Answer: Good question. One should not assume that communities that are not thriving have the opposite characteristics of communities that are prospering. There are several things that I have noticed in the communities you describe.
1. They don’t take care of existing businesses. They make local businesses feel underappreciated and taken for granted. When an existing business expands, they don’t celebrate or publicize it like they do when a new business opens or comes to town. Worse, they don’t ask existing businesses to get involved in community affairs.
2. They are not ready for new industry. Such communities don’t have an appropriate industrial or commercial park, nor do they have any existing available buildings. They cannot accommodate a new industry that wants to move in now. They also don’t have a solid land use plan, or much of any other plan for that matter.
3. They assume that if a new industry wants to come to their town that they will have time to react. They are under the belief that a new industry will discover them, and at that point they can customize their community to the new industry’s needs.
4. They neglect their public schools. There is a growing realization that the communities that take pride in their public schools are getting the new businesses.
5. They have no local leadership. Their elected officials are caretakers who are concerned with keeping constituents happy. They do not plan for the future.

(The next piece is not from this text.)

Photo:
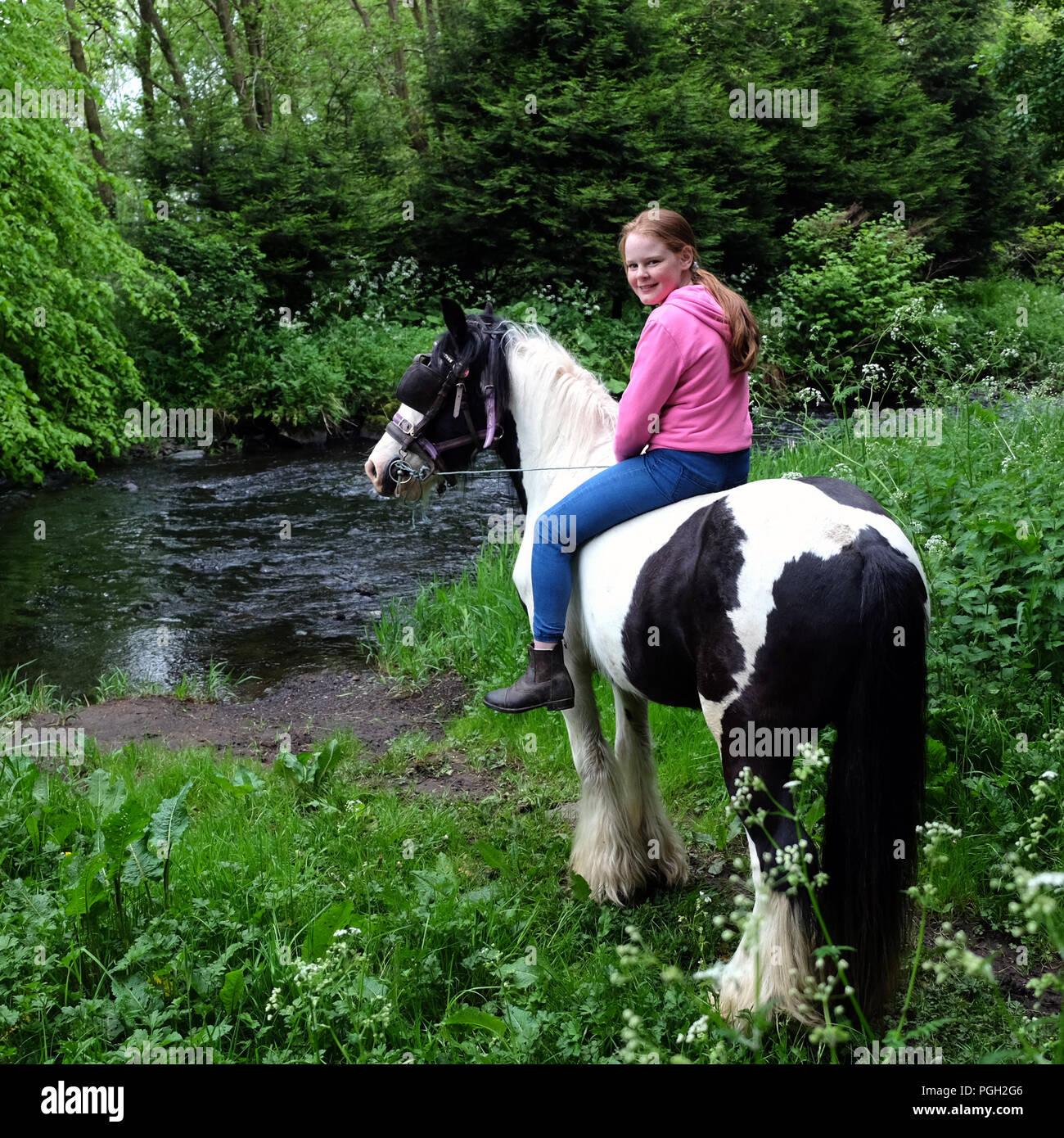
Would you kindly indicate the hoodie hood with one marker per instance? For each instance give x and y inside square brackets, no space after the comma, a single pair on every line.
[697,300]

Leadership is reactive instead of proactive.
6. They are not connected to the outside world. These communities’ leaders do not attend statewide conferences or meetings. They are not members of regional or national associations. They don’t go to Jackson or Washington to visit with state and federal officials. They are very inwardly focused and don’t think of their community and how it relates to the larger world.
7. They believe that community development is short-term. Their economic developers have a high turnover rate. They therefore place blame on someone else if the community does not grow or succeed.
8. They hire consultants, but never implement their recommendations.
9. They constantly deal with the same issues. That is because they never accomplish any of the difficult projects.
10. They are fragmented. The community has not come together. There are divisions and many personal agendas.
These are the kinds of communities that lose population because good people want to get away from them. It sounds harsh, but it is true.
Dear Phil: We are considering buying a vacant lot next to our retail business. We need the parking, but my partner and I are having a serious discussion over how much we should pay for the property. The owner wants $26,000. I know for a fact that he bought the property for only $15,000 three years ago. My partner says that makes no difference. What do you think?
Answer: I agree with your partner. What a buyer is willing to pay should be based on the market value of the property. What the owner paid for it, and what his profit might be, is immaterial.
Dear Phil: We are in the process of hiring an economic developer for our town, which is a suburban community in a larger area. We only have funds to pay a part-time person, and the best qualified person appears to be a local commercial real estate broker. We want to hire him, but feel there might be the appearance of a conflict of interest. Any advice?
Answer: I know of a town with a similar dilemma that hired a commercial real estate broker, but had an agreement with him that he would not receive any commissions on properties sold in the town. At first glance, it might appear that such an arrangement would encourage the broker to show a bias towards properties outside the city because he would receive a commission. Nevertheless, it has worked well for both parties for many years, and the broker does not have conflicts with other brokers and/or property owners. This type arrangement obviously has a better chance of working well for both parties in an urban area than a small town where there is less real estate activity.